Vasculitides
MRCS Part A & B — Comprehensive Study Notes
Overview & Classification of Vasculitides
Vasculitis is inflammation of blood vessels. Classification by vessel size helps organise the differential diagnosis and predict clinical manifestations. The Chapel Hill Consensus Conference (CHCC 2012) classification system is the gold standard.
Chapel Hill Consensus Conference Classification (CHCC 2012)
| Vessel Size | Vasculitis Type | Key Features | ANCA Status |
|---|---|---|---|
| Large Vessel | Giant Cell Arteritis (GCA/Temporal Arteritis) | Granulomatous inflammation of elastic arteries; extracranial (temporal artery, aorta, branch arteries); age >50; visual loss risk | Negative |
| Takayasu’s Arteritis | Granulomatous inflammation of aorta and main branches; young Asian women; pulseless disease risk | Negative | |
| Medium Vessel | Polyarteritis Nodosa (PAN) | Segmental necrotising inflammation; microaneurysms on angiography; NO glomerulonephritis (distinctive); HBV association 30% | Negative |
| Kawasaki Disease | Medium vessel vasculitis; children; coronary artery involvement; fever, rash, mucosal changes | Negative | |
| Small Vessel — ANCA-Associated | GPA (Granulomatosis with Polyangiitis/Wegener’s) | Necrotising granulomatous vasculitis; upper respiratory (sinusitis, epistaxis, saddle-nose deformity), lung (cavitary lesions, haemoptysis), kidney (RPGN) | c-ANCA/PR3 (90% systemic) |
| MPA (Microscopic Polyangiitis) | Necrotising non-granulomatous vasculitis; pauci-immune RPGN; pulmonary capillaritis (DAH); NO granulomas, NO ENT | p-ANCA/MPO (75%) | |
| EGPA (Eosinophilic GPA/Churg-Strauss) | Necrotising vasculitis with eosinophil infiltration; asthma (cardinal feature in all cases), peripheral eosinophilia, cardiac involvement, pulmonary infiltrates | p-ANCA/MPO (40–50%) | |
| Small Vessel — Immune Complex | IgA Vasculitis (IgAV/Henoch-Schönlein Purpura) | IgA-dominant immune complex deposition in kidneys, skin, GI; palpable purpura; arthritis; abdominal pain; glomerulonephritis | Negative |
| Cryoglobulinaemic Vasculitis | Immune complex deposition; HCV association; palpable purpura, peripheral neuropathy, glomerulonephritis | Negative | |
| Anti-GBM Disease (Goodpasture’s) | Linear IgG deposit on basement membrane; pulmonary-renal syndrome; diffuse alveolar haemorrhage; crescentic GN | Negative | |
| Variable Vessel | Behçet’s Disease, Cogan’s Syndrome | Recurrent oral/genital aphthous ulcers; eye involvement; thrombosis (venous), aneurysms | Negative |
Diagnostic Approach to Suspected Vasculitis
History & Exam: Constitutional symptoms (fever, malaise, weight loss, night sweats), organ-specific manifestations (skin, respiratory, renal, neurological), vascular claudication, pulses.
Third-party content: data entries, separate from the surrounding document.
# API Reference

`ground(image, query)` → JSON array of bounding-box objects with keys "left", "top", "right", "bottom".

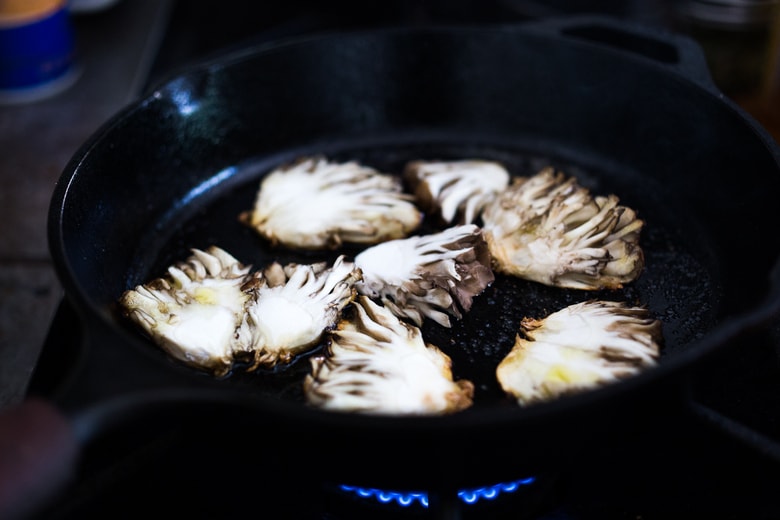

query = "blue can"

[{"left": 0, "top": 0, "right": 76, "bottom": 102}]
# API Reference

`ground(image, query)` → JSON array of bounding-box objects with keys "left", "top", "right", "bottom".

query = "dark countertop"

[{"left": 0, "top": 0, "right": 172, "bottom": 407}]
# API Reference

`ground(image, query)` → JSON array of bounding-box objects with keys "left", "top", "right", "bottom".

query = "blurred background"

[{"left": 0, "top": 0, "right": 780, "bottom": 408}]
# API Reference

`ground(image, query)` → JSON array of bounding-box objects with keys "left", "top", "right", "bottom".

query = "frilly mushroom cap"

[
  {"left": 403, "top": 159, "right": 509, "bottom": 224},
  {"left": 355, "top": 224, "right": 495, "bottom": 327},
  {"left": 119, "top": 246, "right": 256, "bottom": 376},
  {"left": 304, "top": 296, "right": 474, "bottom": 415},
  {"left": 496, "top": 300, "right": 663, "bottom": 405},
  {"left": 239, "top": 157, "right": 423, "bottom": 250},
  {"left": 246, "top": 255, "right": 361, "bottom": 370},
  {"left": 482, "top": 168, "right": 644, "bottom": 290}
]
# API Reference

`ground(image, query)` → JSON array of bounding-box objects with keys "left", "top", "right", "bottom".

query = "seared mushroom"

[
  {"left": 119, "top": 246, "right": 256, "bottom": 376},
  {"left": 246, "top": 255, "right": 361, "bottom": 370},
  {"left": 239, "top": 157, "right": 422, "bottom": 250},
  {"left": 404, "top": 159, "right": 509, "bottom": 224},
  {"left": 496, "top": 300, "right": 663, "bottom": 405},
  {"left": 355, "top": 224, "right": 494, "bottom": 327},
  {"left": 482, "top": 167, "right": 644, "bottom": 290},
  {"left": 304, "top": 296, "right": 474, "bottom": 415}
]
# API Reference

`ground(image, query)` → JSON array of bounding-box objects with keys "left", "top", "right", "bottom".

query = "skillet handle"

[
  {"left": 683, "top": 308, "right": 780, "bottom": 462},
  {"left": 526, "top": 15, "right": 721, "bottom": 95}
]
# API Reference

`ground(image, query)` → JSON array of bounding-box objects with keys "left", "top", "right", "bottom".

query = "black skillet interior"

[{"left": 50, "top": 19, "right": 780, "bottom": 484}]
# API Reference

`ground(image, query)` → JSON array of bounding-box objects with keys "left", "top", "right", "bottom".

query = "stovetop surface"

[{"left": 29, "top": 1, "right": 780, "bottom": 520}]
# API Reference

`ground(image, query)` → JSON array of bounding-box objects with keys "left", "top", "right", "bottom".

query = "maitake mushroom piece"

[
  {"left": 496, "top": 300, "right": 663, "bottom": 405},
  {"left": 304, "top": 296, "right": 474, "bottom": 415},
  {"left": 403, "top": 159, "right": 509, "bottom": 224},
  {"left": 119, "top": 246, "right": 256, "bottom": 376},
  {"left": 239, "top": 158, "right": 422, "bottom": 250},
  {"left": 246, "top": 255, "right": 361, "bottom": 370},
  {"left": 355, "top": 224, "right": 494, "bottom": 327},
  {"left": 482, "top": 167, "right": 644, "bottom": 290}
]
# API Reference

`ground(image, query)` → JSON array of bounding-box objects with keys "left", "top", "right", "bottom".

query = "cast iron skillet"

[{"left": 49, "top": 17, "right": 780, "bottom": 488}]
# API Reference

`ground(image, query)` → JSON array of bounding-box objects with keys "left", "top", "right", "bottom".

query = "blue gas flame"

[{"left": 340, "top": 477, "right": 536, "bottom": 508}]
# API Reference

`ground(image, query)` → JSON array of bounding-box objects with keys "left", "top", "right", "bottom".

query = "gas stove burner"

[{"left": 339, "top": 477, "right": 536, "bottom": 508}]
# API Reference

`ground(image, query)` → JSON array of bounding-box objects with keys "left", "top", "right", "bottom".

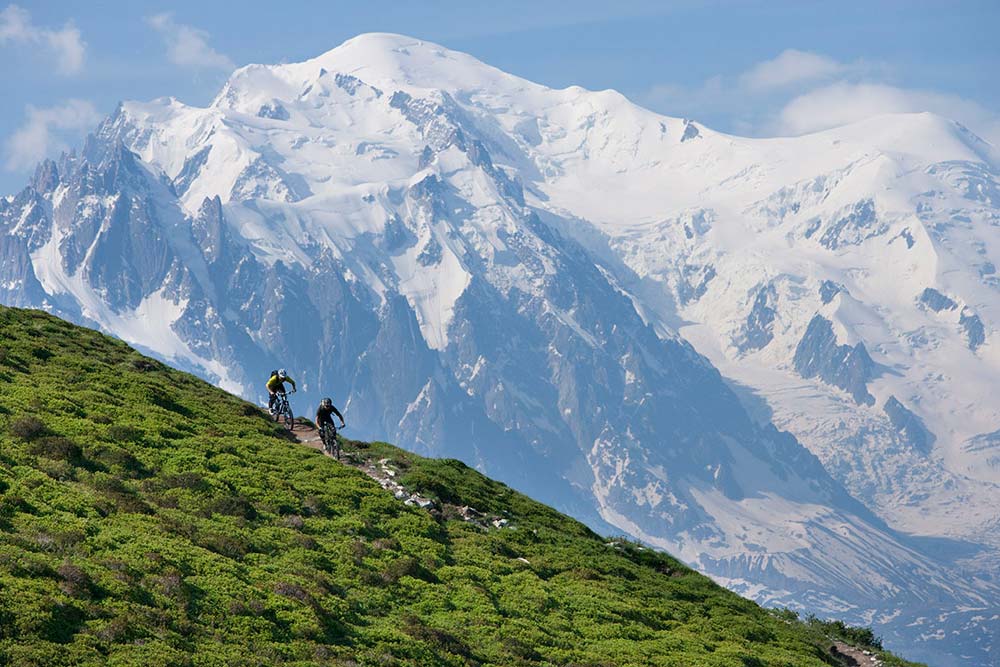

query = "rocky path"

[
  {"left": 831, "top": 641, "right": 883, "bottom": 667},
  {"left": 292, "top": 423, "right": 492, "bottom": 528}
]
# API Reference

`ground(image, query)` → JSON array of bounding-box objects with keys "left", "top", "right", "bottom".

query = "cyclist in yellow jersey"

[{"left": 266, "top": 368, "right": 297, "bottom": 411}]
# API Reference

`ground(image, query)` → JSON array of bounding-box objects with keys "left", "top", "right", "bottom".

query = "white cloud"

[
  {"left": 0, "top": 5, "right": 87, "bottom": 74},
  {"left": 5, "top": 99, "right": 101, "bottom": 171},
  {"left": 773, "top": 81, "right": 1000, "bottom": 146},
  {"left": 146, "top": 14, "right": 236, "bottom": 70},
  {"left": 740, "top": 49, "right": 852, "bottom": 92}
]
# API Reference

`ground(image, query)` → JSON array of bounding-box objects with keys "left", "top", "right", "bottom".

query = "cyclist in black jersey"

[{"left": 316, "top": 398, "right": 345, "bottom": 433}]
Inflammatory markers: ESR (usually >50 mm/hr in active disease, but may be normal in 20–30%), CRP, FBC (anaemia, thrombocytosis, neutrophilia), U&E (renal dysfunction), LFT, urinalysis (proteinuria, haematuria, RBC casts → glomerulonephritis). ANCA testing: c-ANCA (PR3 = GPA), p-ANCA (MPO = MPA/EGPA). Imaging: CXR (pulmonary infiltrates, cavitations), HRCT chest (diffuse alveolar haemorrhage, nodules), imaging of affected organs. Biopsy: Gold standard for diagnosis — tissue inflammation, immunofluorescence pattern (ANCA-associated = pauci-immune; immune complex = granular deposits). Treatment framework: Induction phase (high-dose corticosteroids ± immunosuppressive agents) → achieve remission → remission maintenance (lower-dose corticosteroids + steroid-sparing agents) → monitoring (clinical activity, inflammatory markers, organ function).